Search code examples
pythonnumpyperformanceoptimization

How to optimize the following structure as a vectorized operation


My end goal is to get c_indices as described here. However, I'm unable to find any good optimization to increase the speed. Is it even possible to perform some kind of vectorization to reduce the time complexity?

_c = np.random.randint(0,1000, (10000))

c_starts = np.concatenate([[0], np.cumsum(_c[:-1])])
c_indices =  np.concatenate([np.tile(np.arange(start, start + size), _c[i])
                              for i, (start, size) in enumerate(zip(c_starts, _c))])

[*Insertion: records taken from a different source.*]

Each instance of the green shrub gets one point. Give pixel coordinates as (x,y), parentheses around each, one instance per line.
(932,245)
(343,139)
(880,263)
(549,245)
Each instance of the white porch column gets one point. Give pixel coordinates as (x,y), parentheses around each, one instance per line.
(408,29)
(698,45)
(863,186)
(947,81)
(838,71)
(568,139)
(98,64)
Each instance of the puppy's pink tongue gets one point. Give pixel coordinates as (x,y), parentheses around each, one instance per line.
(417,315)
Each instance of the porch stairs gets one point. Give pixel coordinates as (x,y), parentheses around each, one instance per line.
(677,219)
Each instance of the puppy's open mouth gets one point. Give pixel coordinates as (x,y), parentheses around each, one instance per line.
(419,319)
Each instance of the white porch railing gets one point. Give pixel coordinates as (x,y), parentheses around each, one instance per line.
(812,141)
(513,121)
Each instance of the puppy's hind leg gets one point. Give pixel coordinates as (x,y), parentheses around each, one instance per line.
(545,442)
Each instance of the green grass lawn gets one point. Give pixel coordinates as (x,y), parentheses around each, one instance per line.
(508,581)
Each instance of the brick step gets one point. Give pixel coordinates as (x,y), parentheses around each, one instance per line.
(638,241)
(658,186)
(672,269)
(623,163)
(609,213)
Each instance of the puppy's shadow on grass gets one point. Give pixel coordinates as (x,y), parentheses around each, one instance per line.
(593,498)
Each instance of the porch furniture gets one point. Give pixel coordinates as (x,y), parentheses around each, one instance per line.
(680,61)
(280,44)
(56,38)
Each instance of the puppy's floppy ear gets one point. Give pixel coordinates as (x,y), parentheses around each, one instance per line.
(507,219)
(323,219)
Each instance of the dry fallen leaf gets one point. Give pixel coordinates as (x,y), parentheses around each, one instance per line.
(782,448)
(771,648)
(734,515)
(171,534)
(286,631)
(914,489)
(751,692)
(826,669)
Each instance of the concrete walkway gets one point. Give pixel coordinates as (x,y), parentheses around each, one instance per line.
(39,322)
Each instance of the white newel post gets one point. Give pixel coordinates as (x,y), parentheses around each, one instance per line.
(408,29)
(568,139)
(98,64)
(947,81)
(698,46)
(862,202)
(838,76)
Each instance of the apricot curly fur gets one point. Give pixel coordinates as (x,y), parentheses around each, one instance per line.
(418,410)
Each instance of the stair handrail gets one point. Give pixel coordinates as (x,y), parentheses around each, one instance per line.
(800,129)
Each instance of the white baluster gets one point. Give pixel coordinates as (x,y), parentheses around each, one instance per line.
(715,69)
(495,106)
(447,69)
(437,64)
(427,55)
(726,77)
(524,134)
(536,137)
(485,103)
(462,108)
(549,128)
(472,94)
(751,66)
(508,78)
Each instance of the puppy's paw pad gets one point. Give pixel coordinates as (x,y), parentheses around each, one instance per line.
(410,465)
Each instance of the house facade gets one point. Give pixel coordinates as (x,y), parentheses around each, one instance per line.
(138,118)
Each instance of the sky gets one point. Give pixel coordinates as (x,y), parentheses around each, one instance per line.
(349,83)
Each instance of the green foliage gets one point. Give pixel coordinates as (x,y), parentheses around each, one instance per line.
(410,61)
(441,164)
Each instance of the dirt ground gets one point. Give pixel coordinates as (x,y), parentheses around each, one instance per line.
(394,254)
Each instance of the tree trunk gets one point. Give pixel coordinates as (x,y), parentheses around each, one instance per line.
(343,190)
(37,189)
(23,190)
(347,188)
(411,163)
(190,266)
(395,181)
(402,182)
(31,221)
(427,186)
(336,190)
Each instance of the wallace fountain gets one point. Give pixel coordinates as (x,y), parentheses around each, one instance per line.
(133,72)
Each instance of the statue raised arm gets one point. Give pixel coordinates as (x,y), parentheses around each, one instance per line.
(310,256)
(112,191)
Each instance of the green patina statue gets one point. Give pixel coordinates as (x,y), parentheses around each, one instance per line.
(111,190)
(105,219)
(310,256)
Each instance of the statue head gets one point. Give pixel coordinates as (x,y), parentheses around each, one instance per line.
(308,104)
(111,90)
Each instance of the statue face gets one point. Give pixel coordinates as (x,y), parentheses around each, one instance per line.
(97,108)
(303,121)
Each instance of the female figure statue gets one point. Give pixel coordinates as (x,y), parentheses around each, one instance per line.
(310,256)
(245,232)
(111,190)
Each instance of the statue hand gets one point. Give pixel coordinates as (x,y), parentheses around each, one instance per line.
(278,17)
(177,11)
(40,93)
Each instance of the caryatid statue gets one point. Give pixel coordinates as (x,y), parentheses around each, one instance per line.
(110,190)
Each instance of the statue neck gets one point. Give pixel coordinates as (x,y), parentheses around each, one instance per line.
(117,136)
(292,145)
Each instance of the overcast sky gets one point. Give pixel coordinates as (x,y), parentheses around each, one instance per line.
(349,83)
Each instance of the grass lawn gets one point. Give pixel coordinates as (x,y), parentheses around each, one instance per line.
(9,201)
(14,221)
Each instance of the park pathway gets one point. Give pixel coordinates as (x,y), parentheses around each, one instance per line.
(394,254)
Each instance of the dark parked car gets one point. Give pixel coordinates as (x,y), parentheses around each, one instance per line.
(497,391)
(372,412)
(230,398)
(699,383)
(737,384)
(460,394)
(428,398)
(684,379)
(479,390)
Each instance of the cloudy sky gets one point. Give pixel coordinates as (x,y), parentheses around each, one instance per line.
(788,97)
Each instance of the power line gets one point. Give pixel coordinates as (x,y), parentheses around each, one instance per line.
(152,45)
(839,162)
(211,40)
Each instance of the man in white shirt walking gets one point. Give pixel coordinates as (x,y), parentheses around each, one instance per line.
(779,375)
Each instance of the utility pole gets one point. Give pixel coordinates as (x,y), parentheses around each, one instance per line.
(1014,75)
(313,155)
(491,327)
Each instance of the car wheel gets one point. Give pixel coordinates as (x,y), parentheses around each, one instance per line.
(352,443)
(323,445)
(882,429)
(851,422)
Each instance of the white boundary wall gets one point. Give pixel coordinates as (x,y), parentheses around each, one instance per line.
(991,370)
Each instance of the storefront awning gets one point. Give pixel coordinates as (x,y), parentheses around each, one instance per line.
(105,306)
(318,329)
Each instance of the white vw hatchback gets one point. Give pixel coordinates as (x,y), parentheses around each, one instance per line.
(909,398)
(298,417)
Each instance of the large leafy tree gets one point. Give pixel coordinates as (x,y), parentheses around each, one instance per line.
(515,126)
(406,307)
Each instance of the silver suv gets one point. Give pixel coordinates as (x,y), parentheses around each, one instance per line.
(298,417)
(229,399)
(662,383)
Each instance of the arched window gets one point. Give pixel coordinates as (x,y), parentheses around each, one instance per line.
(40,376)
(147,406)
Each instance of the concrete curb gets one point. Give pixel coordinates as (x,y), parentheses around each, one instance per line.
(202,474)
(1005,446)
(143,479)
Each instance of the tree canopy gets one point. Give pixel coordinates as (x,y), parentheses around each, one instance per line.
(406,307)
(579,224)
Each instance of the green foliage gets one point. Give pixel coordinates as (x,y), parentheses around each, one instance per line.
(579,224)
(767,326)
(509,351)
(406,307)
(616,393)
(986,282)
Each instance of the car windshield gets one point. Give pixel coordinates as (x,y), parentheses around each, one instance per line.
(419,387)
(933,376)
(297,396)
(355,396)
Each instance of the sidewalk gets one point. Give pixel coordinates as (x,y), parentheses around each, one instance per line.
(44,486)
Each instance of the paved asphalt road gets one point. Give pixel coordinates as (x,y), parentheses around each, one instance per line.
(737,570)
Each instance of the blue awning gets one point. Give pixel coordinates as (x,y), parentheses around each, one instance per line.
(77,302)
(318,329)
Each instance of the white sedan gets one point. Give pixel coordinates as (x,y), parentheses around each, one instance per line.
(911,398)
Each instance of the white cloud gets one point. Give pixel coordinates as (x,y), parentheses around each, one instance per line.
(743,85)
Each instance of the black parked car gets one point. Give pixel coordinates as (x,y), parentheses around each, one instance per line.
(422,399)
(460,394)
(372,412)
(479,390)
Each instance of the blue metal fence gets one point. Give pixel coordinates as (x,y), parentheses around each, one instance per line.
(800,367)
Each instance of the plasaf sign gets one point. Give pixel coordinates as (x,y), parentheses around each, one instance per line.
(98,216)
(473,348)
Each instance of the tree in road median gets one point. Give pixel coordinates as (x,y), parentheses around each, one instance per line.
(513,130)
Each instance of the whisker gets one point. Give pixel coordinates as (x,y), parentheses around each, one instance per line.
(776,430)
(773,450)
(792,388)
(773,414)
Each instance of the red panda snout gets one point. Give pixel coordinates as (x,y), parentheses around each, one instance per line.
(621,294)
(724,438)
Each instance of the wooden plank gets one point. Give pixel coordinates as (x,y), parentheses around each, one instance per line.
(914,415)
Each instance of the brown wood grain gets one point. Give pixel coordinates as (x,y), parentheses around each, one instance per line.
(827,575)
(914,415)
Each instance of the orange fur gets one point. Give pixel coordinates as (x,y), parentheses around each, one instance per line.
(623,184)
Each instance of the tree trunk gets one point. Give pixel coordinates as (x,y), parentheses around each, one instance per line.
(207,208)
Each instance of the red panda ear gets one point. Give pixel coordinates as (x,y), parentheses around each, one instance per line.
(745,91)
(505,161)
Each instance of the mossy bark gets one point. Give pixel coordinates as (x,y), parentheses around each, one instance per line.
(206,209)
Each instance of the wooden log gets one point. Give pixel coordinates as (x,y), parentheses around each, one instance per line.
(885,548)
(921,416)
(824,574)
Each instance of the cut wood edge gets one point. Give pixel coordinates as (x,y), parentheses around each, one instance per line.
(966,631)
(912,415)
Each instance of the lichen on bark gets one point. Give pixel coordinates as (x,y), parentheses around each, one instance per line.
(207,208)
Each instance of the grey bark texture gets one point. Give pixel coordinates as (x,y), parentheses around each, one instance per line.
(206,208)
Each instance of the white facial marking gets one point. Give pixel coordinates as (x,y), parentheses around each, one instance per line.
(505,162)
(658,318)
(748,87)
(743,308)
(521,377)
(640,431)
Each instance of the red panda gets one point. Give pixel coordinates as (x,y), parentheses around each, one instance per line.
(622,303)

for example for a given _c = [3, 4, 2], I would expect the following output

>>> _c
[3, 4, 2]
>>> c_starts
array([0, 3, 7])
>>> c_indices
array([0, 1, 2, 0, 1, 2, 0, 1, 2, 3, 4, 5, 6, 3, 4, 5, 6, 3, 4,
       5, 6, 3, 4, 5, 6, 7, 8, 7, 8])

#based on _c = [3, 4, 2]
#[0, 1, 2] -> repeated 3 times 
#[3, 4, 5, 6] -> repeated 4 times 
#[7, 8] -> repeated 2 times 




Solution

  • I have numba solution that takes about 60% of the original time (at least on my machine). It also should significantly lower memory consumption.

    import numpy as np
    import numba
    
    @numba.njit("int32[:](int32[:], int32[:])")
    def simple_tiling_numba(starts, sizes):
        tiled_starts = np.zeros(len(sizes) + 1, dtype=np.int64)
        tiled_starts[1:] = np.cumsum(sizes ** 2)
    
        result = np.full(tiled_starts[-1], 0, dtype=np.int32)
        for idx in range(len(starts)):
            start = starts[idx]
            size = sizes[idx]
            an_array = np.arange(start, start+size)
            if size > 0:
                for idx2 in range(tiled_starts[idx], tiled_starts[idx+1], size):
                    result[idx2:idx2+size] = an_array
        return result
    
    
    def main():
        _c = np.random.randint(0, 1000, (10000))
    
        c_starts = np.concatenate([[0], np.cumsum(_c[:-1])])
        c_indices = np.concatenate([np.tile(np.arange(start, start + size), _c[i])
                                    for i, (start, size) in enumerate(zip(c_starts, _c))])
        c_indices2 = simple_tiling_numba(c_starts, sizes=_c)
        assert (np.all(c_indices == c_indices2))
    
    
    if __name__ == '__main__':
        main()
    

    Tried parallelizing and it improves performance compared to non-parallel numba but only slightly (10-20%) at the cost of 2x time CPU consumption:

    @numba.njit("int32[:](int32[:], int32[:])", parallel=True)
    def simple_tiling_numba_parallel(starts, sizes):
        tiled_starts = np.zeros(len(sizes) + 1, dtype=np.int64)
        tiled_starts[1:] = np.cumsum(sizes ** 2)
    
        result = np.full(tiled_starts[-1], 0, dtype=np.int32)
        for idx in numba.prange(len(starts)):
            start = starts[idx]
            size = sizes[idx]
            an_array = np.arange(start, start+size)
            if size > 0:
                for idx2 in range(tiled_starts[idx], tiled_starts[idx+1], size):
                    result[idx2:idx2+size] = an_array
        return result